XHBC-FM
- Ciudad Guzmán, Jalisco; Mexico;
- Frequency: 95.1 MHz
- Branding: Amor Es 95.1

Programming
- Format: Romantic

Ownership
- Owner: Grupo Radiofónico Zer; (Radio Armonía, S.A. de C.V.);

History
- First air date: December 2, 1948 (concession)
- Former call signs: XEBC-AM (1948–2019)
- Former frequencies: 990 kHz (1948–2019)

Technical information
- Licensing authority: CRT
- Class: B1
- ERP: 10,000 watts
- HAAT: 270.1 m (886 ft)

Links
- Webcast: BC 95.1 Webcast

= XHBC-FM =

Radio station in Ciudad Guzmán, Jalisco, Mexico

XHBC-FM is a radio station in Ciudad Guzmán, Jalisco, Mexico, broadcasting on 95.1 MHz FM.

==History==

===XEBC callsign===
XEBC was the former call sign of a border-blaster radio station licensed to the Tijuana / Rosarito area of Baja California, Mexico. The original XEBC, which launched in the early 1930s, was the first "border blaster" station in the Tijuana area.

===In Ciudad Guzmán===
The XEBC callsign returned to the air in December 1948, when Radio Ciudad Guzmán, S.A., was awarded the concession for XEBC-AM 990, serving Ciudad Guzmán with 1,000 watts day and 100 watts night. Radio Armonía became the concessionaire in 1972 and was awarded the FM combo station in 1994.
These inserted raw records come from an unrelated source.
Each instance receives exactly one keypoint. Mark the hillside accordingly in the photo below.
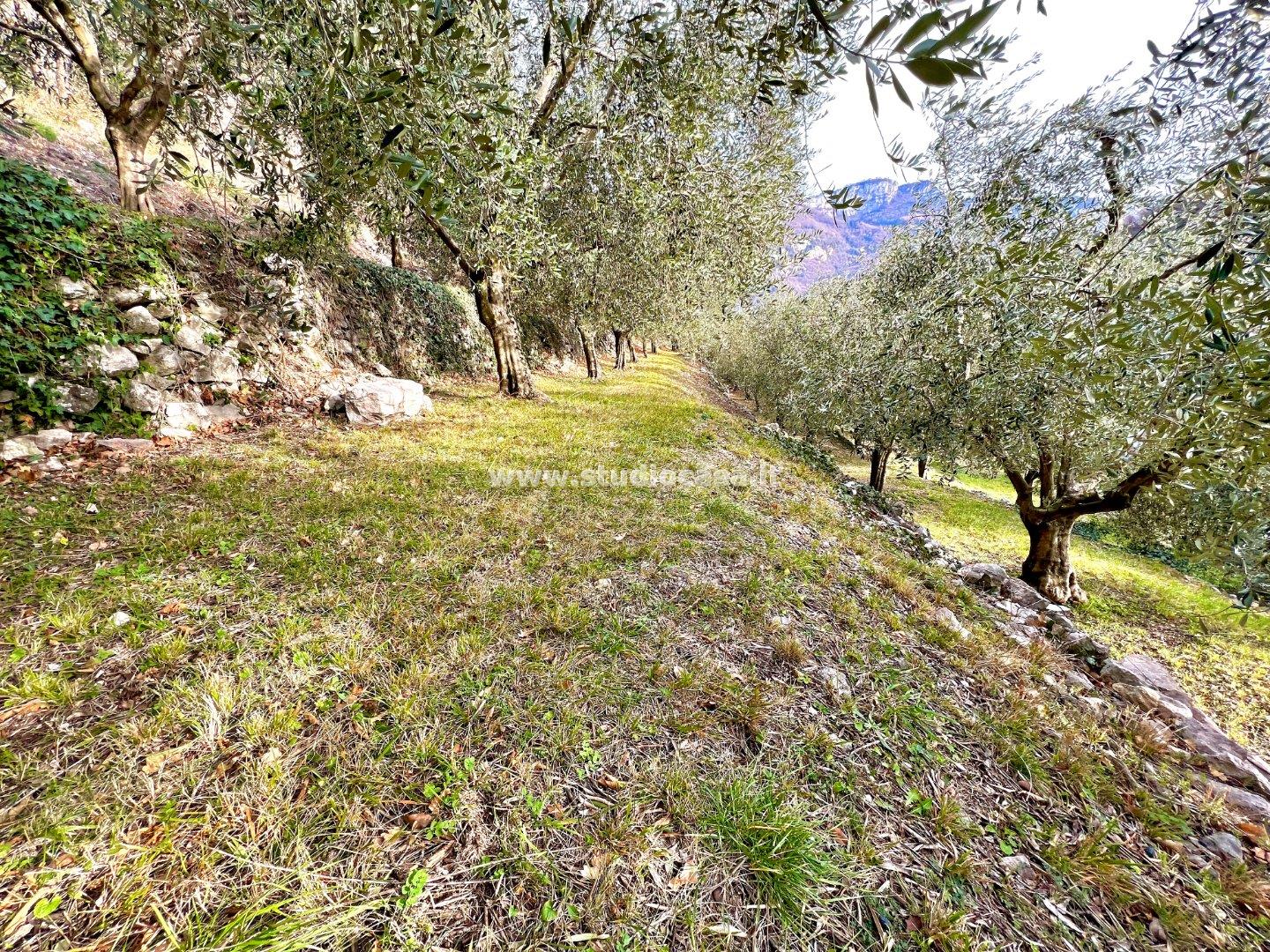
(841, 244)
(320, 687)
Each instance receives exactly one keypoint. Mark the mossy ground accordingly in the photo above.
(1221, 654)
(363, 700)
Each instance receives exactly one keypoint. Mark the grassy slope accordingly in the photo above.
(1136, 603)
(366, 700)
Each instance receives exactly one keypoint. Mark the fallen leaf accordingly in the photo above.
(686, 876)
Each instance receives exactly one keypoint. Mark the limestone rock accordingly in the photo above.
(74, 290)
(984, 576)
(144, 346)
(121, 444)
(380, 400)
(1085, 646)
(945, 619)
(1224, 847)
(164, 360)
(143, 398)
(127, 299)
(1024, 594)
(111, 360)
(192, 335)
(51, 438)
(1241, 801)
(140, 320)
(219, 367)
(1021, 870)
(206, 309)
(77, 398)
(834, 682)
(179, 414)
(1224, 755)
(153, 380)
(20, 449)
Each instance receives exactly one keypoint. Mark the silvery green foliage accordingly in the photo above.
(1088, 309)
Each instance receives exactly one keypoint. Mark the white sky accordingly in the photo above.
(1080, 43)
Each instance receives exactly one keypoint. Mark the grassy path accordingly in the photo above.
(360, 698)
(1136, 603)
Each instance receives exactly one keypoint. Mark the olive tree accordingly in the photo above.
(138, 61)
(1111, 302)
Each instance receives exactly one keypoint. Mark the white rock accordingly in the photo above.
(121, 444)
(111, 360)
(1224, 847)
(380, 400)
(140, 320)
(206, 309)
(52, 438)
(833, 681)
(220, 366)
(143, 398)
(127, 299)
(20, 449)
(192, 335)
(153, 380)
(946, 620)
(164, 360)
(74, 290)
(182, 414)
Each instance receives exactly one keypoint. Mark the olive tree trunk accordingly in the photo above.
(1048, 566)
(588, 352)
(620, 346)
(492, 308)
(129, 146)
(878, 460)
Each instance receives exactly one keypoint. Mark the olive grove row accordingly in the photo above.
(1086, 309)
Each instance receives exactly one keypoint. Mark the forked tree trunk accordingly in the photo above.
(878, 460)
(620, 346)
(131, 167)
(1048, 566)
(588, 351)
(492, 306)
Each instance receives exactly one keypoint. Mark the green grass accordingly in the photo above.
(1137, 605)
(365, 700)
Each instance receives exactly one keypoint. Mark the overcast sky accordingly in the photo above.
(1080, 43)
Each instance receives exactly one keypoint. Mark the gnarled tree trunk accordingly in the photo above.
(1050, 505)
(588, 352)
(129, 146)
(1048, 566)
(878, 460)
(492, 308)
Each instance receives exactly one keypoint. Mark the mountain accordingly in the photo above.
(828, 244)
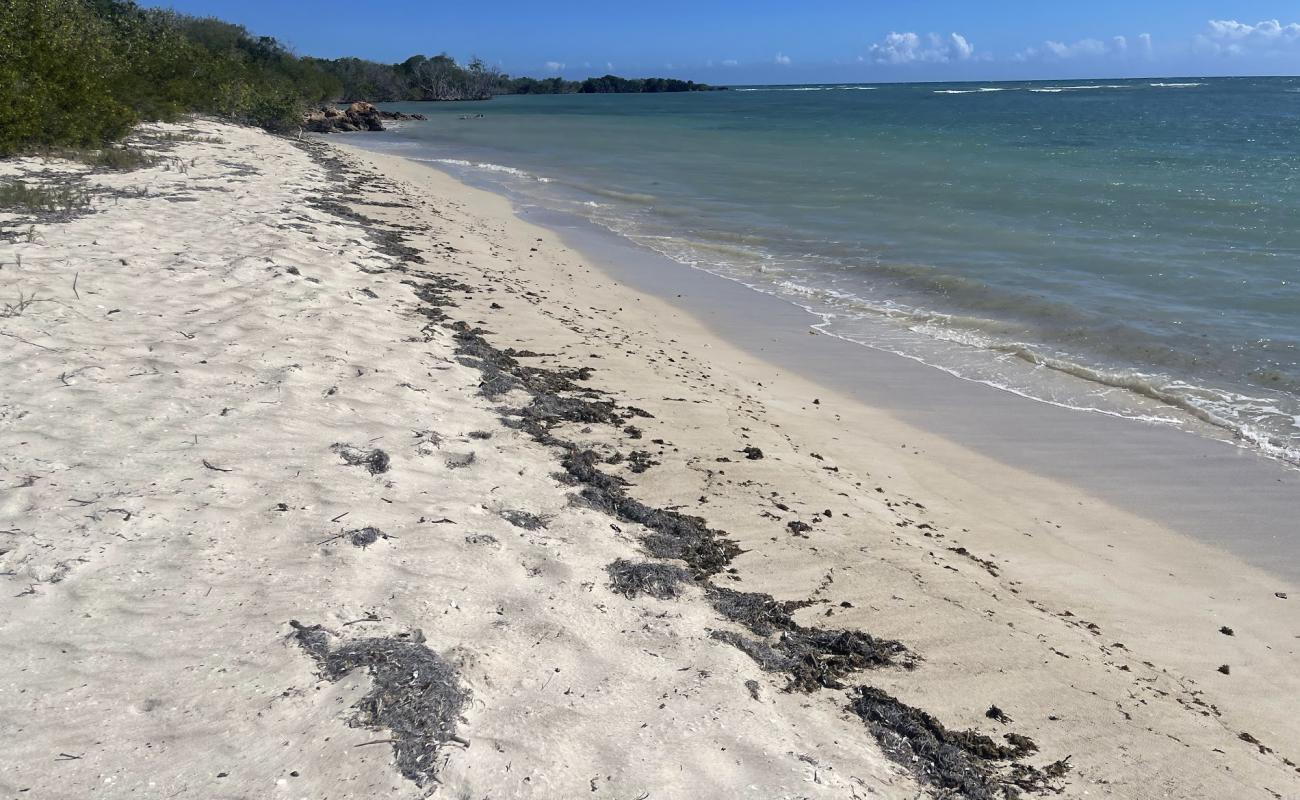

In 2016, XEBC-XHBC, along with XHIS-FM 106.3, was bought by Grupo Radiofónico ZER; ownership of the concessionaire Radio Armonía, which had been held by Guadalajara-based Unidifusión, was transferred entirely to Rodrigo Rodríguez Reyes and Josefina Reyes Sahagún. The result was a new name and brand for the station.

On March 11, 2019, Grupo Radiofónico ZER surrendered the AM frequency to the IFT, citing high costs of operation.